On a beaucoup dit que tout est économique: «It's the economy, stupid!», psalmodiait Bill Clinton. Il a aussi été répété que tout est politique, concept en général utilisé pour politiser ce qui ne l'est pas et ne devrait pas l'être...

Or, dans l'Europe d'aujourd'hui et en particulier dans les 17 pays de la zone euro, on se rend compte que tout est plutôt culturel, dans le sens anthropologique du terme.

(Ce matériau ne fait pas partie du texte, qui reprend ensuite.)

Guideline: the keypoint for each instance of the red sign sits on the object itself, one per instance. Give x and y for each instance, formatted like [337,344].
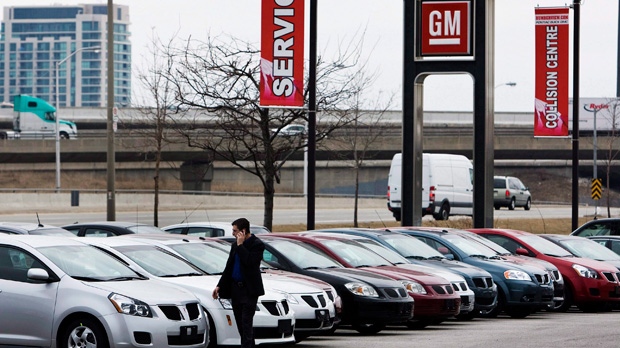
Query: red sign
[551,104]
[445,28]
[282,53]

La crise des finances grecques force en effet une réflexion qu'on a laissée en plan, jadis, lorsque le «rêve européen» a commencé à se concrétiser. Car c'était un pari risqué: celui de fonder une union, puis une monnaie, sur une homogénéité culturelle qui s'avère inexistante. En tous les cas, insuffisante. En clair: toutes ces vieilles et vénérables nations n'ont pas la même conception de la société, de la «vertu» et de la vie. Pas la même vision de la recherche du bonheur, en somme, pour reprendre la si belle expression de la Déclaration d'indépendance américaine.

Ce n'est pas rien!

De fait, beaucoup d'Européens sont graduellement devenus méfiants devant l'intégration à marche forcée, comme en témoigne le rejet par plusieurs d'une constitution continentale. On dirait même que les concepteurs des euros (les billets de banque eux-mêmes) ont eu un sombre pressentiment... De la coupure de cinq à celle de 500 euros, en effet, aucune image garnissant les billets ne dépeint un édifice, un monument ou un lieu réels.

Ce sont des constructions de l'esprit. Des paraboles architecturales. De petites utopies.

En principe, la Grèce est encore une fois saine et sauve. Les voisins européens, les banques privées et le Fonds monétaire international ont allongé 160 milliards d'euros à Athènes, l'Allemagne étant au premier rang des bailleurs de fonds. On connaît la caricature: l'Allemand besogneux délesté du fruit de son labeur par le Grec insouciant...

Mais croit-on vraiment que tout est réglé, que l'esprit paneuropéen s'en trouve ragaillardi?

Bien sûr que non.

La population grecque sait ce qui l'attend, l'austérité, qu'elle rejette en bloc. Les Français* ont même trouvé un mot pour désigner ce refus global: l'indignation. Il y a maintenant des «indignés» partout dans le sud de l'Europe, dans les pays aux finances faibles qui tiennent le système - l'Europe, l'Amérique, les banques, le capital - responsable de leurs malheurs...

Sans prendre partie, sans accabler la cigale ni sanctifier la fourmi, on voit bien la dimension culturelle de l'affaire. À long terme, c'est le noeud du problème. C'est donc sur cette dimension-là, lourdement négligée, que l'Europe devra surtout travailler si elle veut avoir un avenir.

*Plus précisément Stéphane Hessel, auteur de Indignez-vous!, un brûlot de quelques pages qui a fait un malheur.